L’hôte, un ingénieur d’une cinquantaine d’années, gentil, baraqué sous son pull. Maison cosy, feu de bois qui crépite, odeur de résine qui embaume. Sa femme bloquée à Lille avec ses copines orchidées. On est seuls, lui, mon mari et moi. Vers 20h, on discute météo, photos de Grèce accrochées au mur. Mon mari monte se coucher tôt, vexé par mes piques. “T’es un pleutre, tu préfères le foot et tripoter les putes de ménage !” Il s’en fout, ronfle déjà.
L’arrivée sous la neige et les premières tensions
Je reste devant les flammes, en chemise de nuit satin abricot, sans soutif. Nichons lourds qui ballottent un peu quand je me penche pour brancher mon chargeur photo. Il mate, yeux qui brillent. Euh… on boit du raki grec, fort, qui chauffe la gorge, picote les lèvres. Goût sucré-amer, comme du miel brûlé. Je vide mon sac : “Il m’a trompée, cette enflure. Preuves en main. J’ai envie de le cocufier, là, maintenant.” Il me fixe, calme. “La vie est courte, Marie. Prends-la en main.”
Son regard change. Il se déshabille, queue semi-dure qui pend, grosse, veineuse. Odeur masculine, sueur légère du feu. Je ris, éméchée. “T’es pas mal pour un vieux.” Il s’approche, bisou humide dans le cou, bite collée à mes fesses fermes sous le satin glissant. Chaleur de sa peau contre la mienne. Je gémis doucement, “Mmmh…”. Il descend les bretelles, empoigne mes seins. Lourds, moelleux, tétons durs comme cailloux. Il pétrit, suce, bruit de succion humide. Odeur de ma chatte qui monte, chèvrefeuille parfumé que j’ai mis exprès.

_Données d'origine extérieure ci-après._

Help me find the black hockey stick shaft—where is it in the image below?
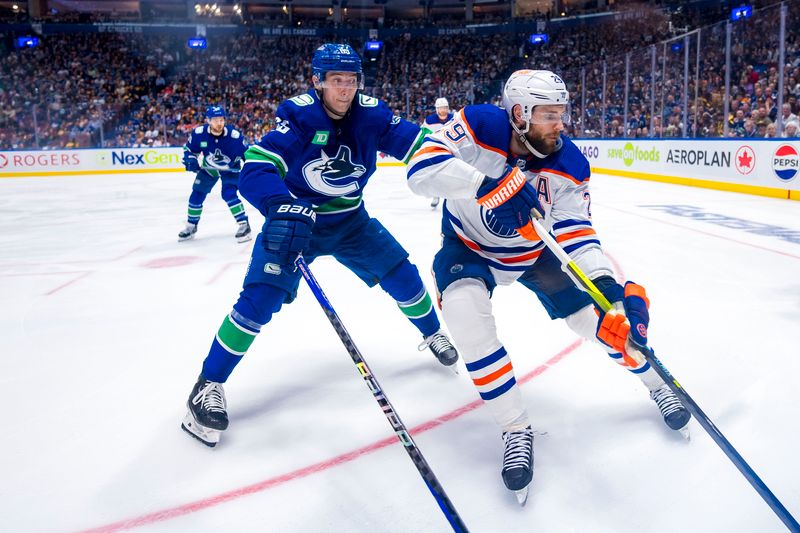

Je guide sa main entre mes jambes. Poils roux frisés, bombé, mouillé déjà. Il s’assoit par terre, entre mes cuisses écartées. Langue chaude qui lèche le clito, glisse dans la fente salée. “Oh putain… oui, comme ça.” Je fléchis, croupe ouverte, anus poilu qui clignote. Il lèche là, audacieux. “T’es une cochonne,” il murmure. Sa queue durcit, je la branle, main potelée qui serre à peine. Goût pré-sperme sur mes doigts.
La baise sauvage devant la cheminée
On s’embrasse, langues qui dansent, salive partagée. “Préservatif ?” demande-t-il. “Pas pour la photo vengeance,” je rigole. Je pose à quatre pattes sur le canapé, nichons pendants qui claquent. Il glisse sa queue entre, branlette espagnole moelleuse, chaude. Flash de mon appareil : ma bouche autour de sa bite, veines gonflées, salive qui bave. “Magnifique,” je dis, excitée.
Je le chevauche, minou trempé qui avale tout. “Aah… t’es large.” Je monte-descends, testicules écrasés sur ses cuisses. Odeur de sexe, feu qui craque. “Levrette, j’ai envie de pisser.” Dans les chiottes, porte ouverte, jet chaud qui gicle, il mate. Puis, gel lubrifiant froid sur mon cul. Doigts qui fouillent l’anus serré. Bite qui pousse… aïe, trop étroit. On arrête, rire gêné. “Photo du cul béant, avec ma tache de naissance en botte d’Italie. Il va péter un câble !”
Flash sur ma croupe ouverte, trous luisants. Retour au missionnaire sur le fauteuil, jambes sur accoudoirs. Il lime fort, nichons qui ballotent, clito pincé par mes doigts. Gémissements rauques, “Vas-y, plus fort !” Pet de lui, on rit. Puis spasme, sperme chaud qui gicle dedans. Goût gluant sur ma langue après : dégueu mais victorieux.
Matin, photos effacées, copies gardées. Déj banal, mais contre le frigo, sa langue dans ma toison avant que sa femme arrive. Deux mois après, je lui montre les clichés. Sa tête… priceless. Hasard cruel : à Rhodes, je le croise avec un Grec. Mais ça, c’est une autre histoire.